Quand on parle de « banlieue », généralement très vite viennent des considérations sur « l'immigration »... Sauf que, malgré ce qui se dit et se pense, la proportion de travailleurs immigrés dans la population française est la même, avec des variables peu relevantes, depuis... les années vingt, et à vrai dire exactement depuis 1912 ! Dans les années trente, ils se répartissaient entre, d'un côté des travailleurs italiens, espagnols, polonais et juifs d'Europe centrale, ceux là fuyant les régimes fascistes et la crise agraire de leurs pays, et de l'autre des ouvriers venus des colonies françaises d'Afrique du nord, ceux-ci soumis à un régime juridique, administratif et social ségrégatif appelé «indigénat » sous le nom de « Main d'œuvre indigène » (MOI), sans droits familiaux ni d'accès à la citoyenneté, et à une carte de travail spéciale. Après la guerre, avec la reconstruction européenne, le flux européen diminua, remplacé par l'immigration nord-africaine, celle-ci systématiquement encadrée par l'administration coloniale afin de satisfaire aux besoins de main d'œuvre de la reconstruction et de la croissance industrielle.

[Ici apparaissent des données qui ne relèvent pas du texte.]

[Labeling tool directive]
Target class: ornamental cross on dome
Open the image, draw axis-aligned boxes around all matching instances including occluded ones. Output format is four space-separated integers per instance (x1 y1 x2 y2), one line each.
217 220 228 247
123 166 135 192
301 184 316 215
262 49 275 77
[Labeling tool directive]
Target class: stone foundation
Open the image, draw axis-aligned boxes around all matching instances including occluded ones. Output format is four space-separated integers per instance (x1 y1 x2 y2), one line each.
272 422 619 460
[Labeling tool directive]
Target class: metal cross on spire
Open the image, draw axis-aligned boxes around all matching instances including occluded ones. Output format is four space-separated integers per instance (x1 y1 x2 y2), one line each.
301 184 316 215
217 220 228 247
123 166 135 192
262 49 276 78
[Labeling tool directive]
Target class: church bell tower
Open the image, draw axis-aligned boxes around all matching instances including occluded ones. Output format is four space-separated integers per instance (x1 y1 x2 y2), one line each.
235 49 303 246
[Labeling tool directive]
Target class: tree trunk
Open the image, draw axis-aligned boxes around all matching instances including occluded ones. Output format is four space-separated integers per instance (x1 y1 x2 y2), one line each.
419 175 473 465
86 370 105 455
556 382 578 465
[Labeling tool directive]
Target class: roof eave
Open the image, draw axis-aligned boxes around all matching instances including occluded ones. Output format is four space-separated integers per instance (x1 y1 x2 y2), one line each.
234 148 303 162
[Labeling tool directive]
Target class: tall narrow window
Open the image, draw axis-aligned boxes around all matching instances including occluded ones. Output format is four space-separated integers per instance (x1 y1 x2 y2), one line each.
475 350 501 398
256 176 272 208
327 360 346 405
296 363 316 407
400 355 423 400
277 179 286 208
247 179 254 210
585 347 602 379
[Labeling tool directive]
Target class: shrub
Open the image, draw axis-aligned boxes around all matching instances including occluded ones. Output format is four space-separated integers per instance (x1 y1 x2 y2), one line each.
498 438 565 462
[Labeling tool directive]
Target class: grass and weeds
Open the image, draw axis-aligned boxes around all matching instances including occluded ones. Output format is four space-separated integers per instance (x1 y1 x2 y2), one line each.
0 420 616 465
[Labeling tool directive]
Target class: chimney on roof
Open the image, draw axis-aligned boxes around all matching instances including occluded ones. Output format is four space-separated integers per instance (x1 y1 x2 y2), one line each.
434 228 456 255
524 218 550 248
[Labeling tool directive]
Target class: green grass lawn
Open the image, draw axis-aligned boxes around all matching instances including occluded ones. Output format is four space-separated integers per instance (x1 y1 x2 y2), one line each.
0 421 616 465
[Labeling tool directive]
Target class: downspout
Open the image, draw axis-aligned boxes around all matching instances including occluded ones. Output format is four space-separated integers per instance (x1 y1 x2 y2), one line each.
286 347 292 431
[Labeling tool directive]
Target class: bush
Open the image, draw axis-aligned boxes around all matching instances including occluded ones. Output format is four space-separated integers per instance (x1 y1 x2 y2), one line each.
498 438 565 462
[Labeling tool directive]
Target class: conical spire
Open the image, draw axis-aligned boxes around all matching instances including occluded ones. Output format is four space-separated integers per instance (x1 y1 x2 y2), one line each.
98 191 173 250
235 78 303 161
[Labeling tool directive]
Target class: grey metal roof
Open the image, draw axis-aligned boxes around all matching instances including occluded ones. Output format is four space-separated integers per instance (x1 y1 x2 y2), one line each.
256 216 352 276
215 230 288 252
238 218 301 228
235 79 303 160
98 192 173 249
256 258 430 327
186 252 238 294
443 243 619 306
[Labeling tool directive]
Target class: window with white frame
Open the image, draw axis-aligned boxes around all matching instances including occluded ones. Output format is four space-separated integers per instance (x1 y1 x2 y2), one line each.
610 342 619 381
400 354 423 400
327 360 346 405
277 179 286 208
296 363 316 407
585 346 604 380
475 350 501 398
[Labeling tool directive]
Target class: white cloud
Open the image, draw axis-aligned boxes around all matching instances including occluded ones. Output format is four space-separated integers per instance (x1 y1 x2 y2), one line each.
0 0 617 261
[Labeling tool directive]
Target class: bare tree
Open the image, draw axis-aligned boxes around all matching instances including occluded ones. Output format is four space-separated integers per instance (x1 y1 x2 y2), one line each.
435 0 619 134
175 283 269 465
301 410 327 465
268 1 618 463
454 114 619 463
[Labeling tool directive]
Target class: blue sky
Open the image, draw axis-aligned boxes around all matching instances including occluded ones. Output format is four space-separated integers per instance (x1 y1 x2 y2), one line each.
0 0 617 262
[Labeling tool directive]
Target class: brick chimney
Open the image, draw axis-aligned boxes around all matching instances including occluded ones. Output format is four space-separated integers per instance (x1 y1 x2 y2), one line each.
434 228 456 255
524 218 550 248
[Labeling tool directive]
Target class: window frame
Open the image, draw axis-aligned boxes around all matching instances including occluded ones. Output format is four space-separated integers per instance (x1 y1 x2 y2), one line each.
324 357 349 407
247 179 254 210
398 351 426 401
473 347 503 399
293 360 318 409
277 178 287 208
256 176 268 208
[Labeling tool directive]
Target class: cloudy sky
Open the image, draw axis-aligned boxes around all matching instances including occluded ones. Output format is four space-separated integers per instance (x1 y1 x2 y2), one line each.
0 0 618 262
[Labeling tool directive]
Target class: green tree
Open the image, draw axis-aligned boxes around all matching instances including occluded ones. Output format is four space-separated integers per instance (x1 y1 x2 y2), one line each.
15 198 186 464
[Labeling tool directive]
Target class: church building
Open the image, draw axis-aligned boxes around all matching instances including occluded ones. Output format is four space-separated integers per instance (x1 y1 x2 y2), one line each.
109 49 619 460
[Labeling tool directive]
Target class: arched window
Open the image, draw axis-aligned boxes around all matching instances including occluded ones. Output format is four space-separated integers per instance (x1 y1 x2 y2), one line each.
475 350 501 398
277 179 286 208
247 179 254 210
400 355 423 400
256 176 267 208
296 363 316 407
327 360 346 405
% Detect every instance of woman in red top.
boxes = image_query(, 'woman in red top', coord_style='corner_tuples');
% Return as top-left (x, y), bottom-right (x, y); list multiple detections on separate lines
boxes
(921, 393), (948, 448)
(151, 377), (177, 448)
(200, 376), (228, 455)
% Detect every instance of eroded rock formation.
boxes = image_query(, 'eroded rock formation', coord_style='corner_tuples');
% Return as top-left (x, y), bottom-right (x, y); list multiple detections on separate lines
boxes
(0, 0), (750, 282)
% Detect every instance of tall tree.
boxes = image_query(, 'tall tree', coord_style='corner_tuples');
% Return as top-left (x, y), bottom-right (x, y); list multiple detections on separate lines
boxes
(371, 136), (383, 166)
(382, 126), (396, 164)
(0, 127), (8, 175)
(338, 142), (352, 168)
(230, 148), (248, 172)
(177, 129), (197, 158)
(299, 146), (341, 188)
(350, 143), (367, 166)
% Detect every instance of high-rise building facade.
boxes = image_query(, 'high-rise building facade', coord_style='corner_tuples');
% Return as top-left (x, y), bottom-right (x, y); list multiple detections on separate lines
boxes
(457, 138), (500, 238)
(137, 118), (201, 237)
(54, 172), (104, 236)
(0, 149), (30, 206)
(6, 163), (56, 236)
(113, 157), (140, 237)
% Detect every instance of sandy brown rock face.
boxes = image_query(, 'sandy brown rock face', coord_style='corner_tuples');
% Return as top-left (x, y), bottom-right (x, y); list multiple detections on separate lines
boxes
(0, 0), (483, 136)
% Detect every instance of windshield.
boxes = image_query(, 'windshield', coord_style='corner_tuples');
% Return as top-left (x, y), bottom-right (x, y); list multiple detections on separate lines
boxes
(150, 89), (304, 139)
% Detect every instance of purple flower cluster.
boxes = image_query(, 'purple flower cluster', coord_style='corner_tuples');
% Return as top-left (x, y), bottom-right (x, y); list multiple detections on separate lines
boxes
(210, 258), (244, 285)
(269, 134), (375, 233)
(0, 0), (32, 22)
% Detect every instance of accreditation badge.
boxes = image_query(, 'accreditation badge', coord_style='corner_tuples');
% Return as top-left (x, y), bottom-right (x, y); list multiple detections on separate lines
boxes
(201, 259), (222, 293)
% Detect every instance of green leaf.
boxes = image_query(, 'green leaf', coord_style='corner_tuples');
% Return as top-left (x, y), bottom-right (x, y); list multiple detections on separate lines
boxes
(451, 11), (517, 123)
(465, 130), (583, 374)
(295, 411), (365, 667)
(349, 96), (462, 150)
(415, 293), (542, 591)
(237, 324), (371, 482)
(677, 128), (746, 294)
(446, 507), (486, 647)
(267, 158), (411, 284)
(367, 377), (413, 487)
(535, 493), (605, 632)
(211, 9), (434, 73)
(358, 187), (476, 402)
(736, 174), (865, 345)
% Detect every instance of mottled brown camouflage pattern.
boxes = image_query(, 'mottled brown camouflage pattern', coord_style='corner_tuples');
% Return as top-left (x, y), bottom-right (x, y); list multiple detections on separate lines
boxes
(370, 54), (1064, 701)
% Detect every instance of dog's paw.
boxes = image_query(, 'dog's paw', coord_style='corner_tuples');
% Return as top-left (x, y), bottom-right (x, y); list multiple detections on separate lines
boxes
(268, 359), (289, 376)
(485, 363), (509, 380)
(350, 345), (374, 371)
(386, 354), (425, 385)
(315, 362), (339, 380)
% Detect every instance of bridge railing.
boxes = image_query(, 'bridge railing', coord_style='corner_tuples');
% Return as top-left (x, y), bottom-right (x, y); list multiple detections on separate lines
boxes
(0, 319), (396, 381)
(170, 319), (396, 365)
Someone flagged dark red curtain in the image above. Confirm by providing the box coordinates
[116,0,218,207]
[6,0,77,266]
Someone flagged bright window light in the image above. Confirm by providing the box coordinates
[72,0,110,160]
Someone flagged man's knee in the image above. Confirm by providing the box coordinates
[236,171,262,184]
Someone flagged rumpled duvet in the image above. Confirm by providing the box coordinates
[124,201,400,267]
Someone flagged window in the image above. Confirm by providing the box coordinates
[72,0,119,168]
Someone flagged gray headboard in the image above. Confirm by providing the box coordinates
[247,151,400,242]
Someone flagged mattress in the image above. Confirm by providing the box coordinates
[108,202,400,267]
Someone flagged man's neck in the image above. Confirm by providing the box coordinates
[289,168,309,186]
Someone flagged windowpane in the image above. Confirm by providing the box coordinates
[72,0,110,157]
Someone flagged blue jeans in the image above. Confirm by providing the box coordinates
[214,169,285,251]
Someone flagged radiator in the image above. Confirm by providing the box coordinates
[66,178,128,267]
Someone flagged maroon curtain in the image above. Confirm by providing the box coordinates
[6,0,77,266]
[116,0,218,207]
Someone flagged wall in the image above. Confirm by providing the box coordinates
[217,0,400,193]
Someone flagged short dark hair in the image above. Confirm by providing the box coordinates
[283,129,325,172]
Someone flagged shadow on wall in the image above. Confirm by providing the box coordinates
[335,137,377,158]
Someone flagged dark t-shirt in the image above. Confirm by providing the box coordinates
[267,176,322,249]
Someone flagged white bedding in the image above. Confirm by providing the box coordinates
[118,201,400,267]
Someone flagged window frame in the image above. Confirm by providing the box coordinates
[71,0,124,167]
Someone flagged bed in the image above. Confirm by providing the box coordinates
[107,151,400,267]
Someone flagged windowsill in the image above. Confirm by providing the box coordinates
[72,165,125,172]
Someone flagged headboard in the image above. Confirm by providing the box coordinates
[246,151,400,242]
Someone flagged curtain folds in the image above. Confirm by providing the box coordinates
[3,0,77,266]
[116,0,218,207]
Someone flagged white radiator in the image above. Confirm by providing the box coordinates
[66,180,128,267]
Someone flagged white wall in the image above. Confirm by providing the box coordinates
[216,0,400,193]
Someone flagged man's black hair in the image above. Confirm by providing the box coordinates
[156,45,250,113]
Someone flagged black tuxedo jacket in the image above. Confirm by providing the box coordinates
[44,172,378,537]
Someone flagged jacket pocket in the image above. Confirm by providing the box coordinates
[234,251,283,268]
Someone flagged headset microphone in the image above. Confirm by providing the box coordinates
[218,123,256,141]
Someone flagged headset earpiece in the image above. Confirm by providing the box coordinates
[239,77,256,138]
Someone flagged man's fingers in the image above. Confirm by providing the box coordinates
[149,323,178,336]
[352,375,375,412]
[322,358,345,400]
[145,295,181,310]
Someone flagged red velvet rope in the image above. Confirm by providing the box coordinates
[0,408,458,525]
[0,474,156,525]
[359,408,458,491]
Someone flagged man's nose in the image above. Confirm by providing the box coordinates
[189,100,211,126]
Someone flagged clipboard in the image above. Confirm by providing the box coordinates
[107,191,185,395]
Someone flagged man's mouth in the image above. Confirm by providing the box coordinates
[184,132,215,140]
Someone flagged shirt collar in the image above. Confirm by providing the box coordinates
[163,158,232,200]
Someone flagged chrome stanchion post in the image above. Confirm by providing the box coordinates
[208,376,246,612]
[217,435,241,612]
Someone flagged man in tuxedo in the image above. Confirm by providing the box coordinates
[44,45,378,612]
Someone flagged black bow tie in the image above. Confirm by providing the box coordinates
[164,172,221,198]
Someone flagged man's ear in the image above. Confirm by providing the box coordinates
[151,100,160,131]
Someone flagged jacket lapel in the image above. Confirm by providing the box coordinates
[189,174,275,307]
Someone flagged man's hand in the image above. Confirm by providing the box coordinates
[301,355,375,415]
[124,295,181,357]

Sur une telle durée et au fil des décennies, une grande partie de ces ouvriers s'enracinèrent en France, faisant que la sonorité des noms français, surtout dans les classes populaires, devint peu à peu autant slave, ibérique, italienne ou arabe que française, et bien souvent un mélange de tout cela. C'est du reste mon cas, et il suffit de jeter un regard sur l'annuaire téléphonique de n'importe quelle ville industrielle française pour le constater. Dans les années soixante-dix, la classe ouvrière pouvait être évaluée à environs 10 millions de salariés, dont trois millions d'immigrés soit près du tiers, sans prendre en compte bien sûr les anciens immigrés déjà naturalisés.
De ces trois millions, il y en avait près de deux originaires des anciennes colonies françaises d'Afrique, la plus grande partie d'Algérie, beaucoup d'entre eux installés depuis les années cinquante et même bien avant. Mais pour ceux-là, même si formellement le statut de « l'indigénat » était aboli avec les colonies, l'administration coloniale de leur vie en France continuait la même : habitations spéciales séparées des Français avec interdiction de contacts (les « foyers »), concentrés dans des banlieues, police administrative spéciale (le SAT Service d'Assistance Technique) héritée de « l'indigénat » et formée d'anciens fonctionnaires coloniaux, prestations sociales séparées et calculées sur une autre base, interdiction familiale, droit à la naturalisation quasi impossible si ce n'est par mariage... etc. Et surtout, discrimination, racisme, enfer administratif, le tout aggravé par le confinement. Le souvenir que l'immigration nord-africaine avait participé activement, avec un courage exemplaire et massif, à la lutte d'indépendance algérienne renforçait le préjugé raciste et la suspicion de l'administration, des médias et d'une part notable de l'opinion des classes moyennes. Malgré le fait que cette part de la population connaissait les plus faibles indices de délinquance et d'incivilité, elle fut toujours traitée comme une « classe dangereuse ».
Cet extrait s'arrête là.